La transformation de nos entreprises, qu’elle soit numérique, méthodologique ou encore comportementale, répond à des prérequis qui ont déjà fait l’objet d’une longue littérature.
Dans le même temps, de nombreux chefs d’entreprise me font part de leur interrogation quant à l’action par laquelle il convient d’engager une transformation. Cette « maudite » transformation dont tout le monde parle et qu’aucune entreprise ne peut ignorer, par quoi commence-t-elle ?
Il est vrai que le caractère protéiforme des points d’inflexion stratégiques du business (impacts technologiques, révolution des business models, modification des relations au travail, etc.) que nous expérimentons avec un rythme de plus en plus effréné, n’aide pas à trouver une réponse unique à la transformation qu’il serait possible de factoriser à toutes les organisations.

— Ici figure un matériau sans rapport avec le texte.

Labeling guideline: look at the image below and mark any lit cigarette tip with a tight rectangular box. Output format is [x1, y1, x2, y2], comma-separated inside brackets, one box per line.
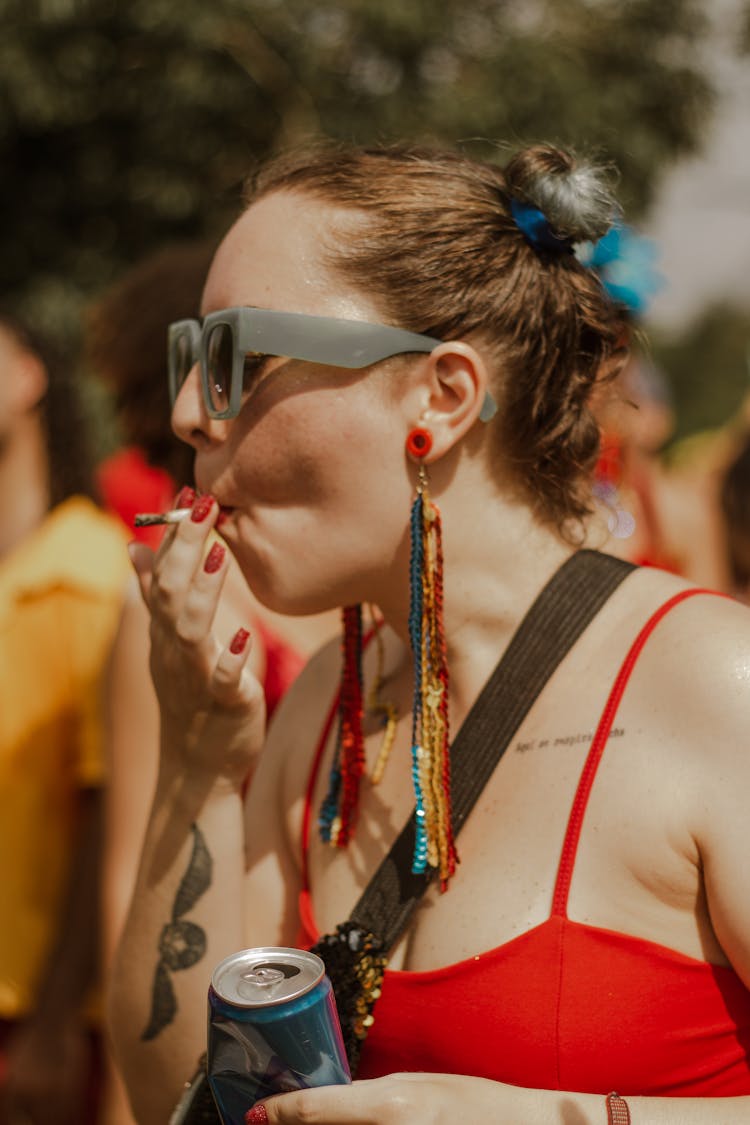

Les entreprises n’évoluent pas non plus au même rythme et dans le même monde. La question de la transformation ne se pose pas avec la même acuité dans nos entreprises traditionnelles et patrimoniales que dans nos startups.
Et pourtant, l’expérience sur le terrain de la PME (startup ou non) au grand compte en passant par l’ETI, nous conduit irrémédiablement à un même constat… la transformation se fracasse sur le manque de compétence(s) !
Ce constat frappe non seulement toutes les couches de l’entreprise, mais il est lui-même protéiforme.
En premier lieu, il s’agit de l’insuffisance des compétences fondamentales, celles qui nous permettent de bien faire notre métier. A ce niveau, les entreprises souffrent certes de l’inadéquation de notre système éducatif avec le monde de l’entreprise, mais elles sont également responsables de leur incapacité à bien identifier le savoir-faire de leurs collaborateurs et de les positionner en conséquence à la bonne place.
« Chacun à sa place et les vaches seront bien gardées » dit l’expression.
Par exemple, nous faisons trop souvent face à des chefs de projets qui n’ont aucune maîtrise, même basique, de ce métier et qui n’ont de chef que le titre ! Pour de mauvaises raisons ou parce que l’entreprise ne peut pas embaucher et qu’il importe de « faire avec ce que l’on a », elle va porter gravement atteinte à sa performance.
Il importe également de stigmatiser le total décalage entre la volonté des entreprises d’attirer des talents dans un environnement qui laisse à désirer, en termes d’ambiance de travail, d’état d’esprit, mais aussi de politique salariale. Ce décalage, nous le vivons tant pour les recrutements externes qu’internes. Les entreprises sont exigeantes, pourtant certaines ne se donnent absolument pas les moyens de leurs ambitions.
Réveillons-nous ! Le nouveau monde est en train d’apparaître face à nous. Or, les entreprises, en persistant dans leur volonté de considérer leurs collaborateurs comme des numéros dont le travail, d’une part, ne fait plus sens, d’autre part n’en produit plus non plus, se retrouveront assurément dépeuplées des compétences nécessaires à leur développement. Qui plus est lorsqu’elles feront face aux « Millennials » qui refuseront catégoriquement leurs offres d’emploi.
Pour attirer des compétences, il ne suffit plus d’offrir un emploi avec des avantages, mais un travail qui fait sens, quand bien même le collaborateur est au bout de la chaîne opérationnelle.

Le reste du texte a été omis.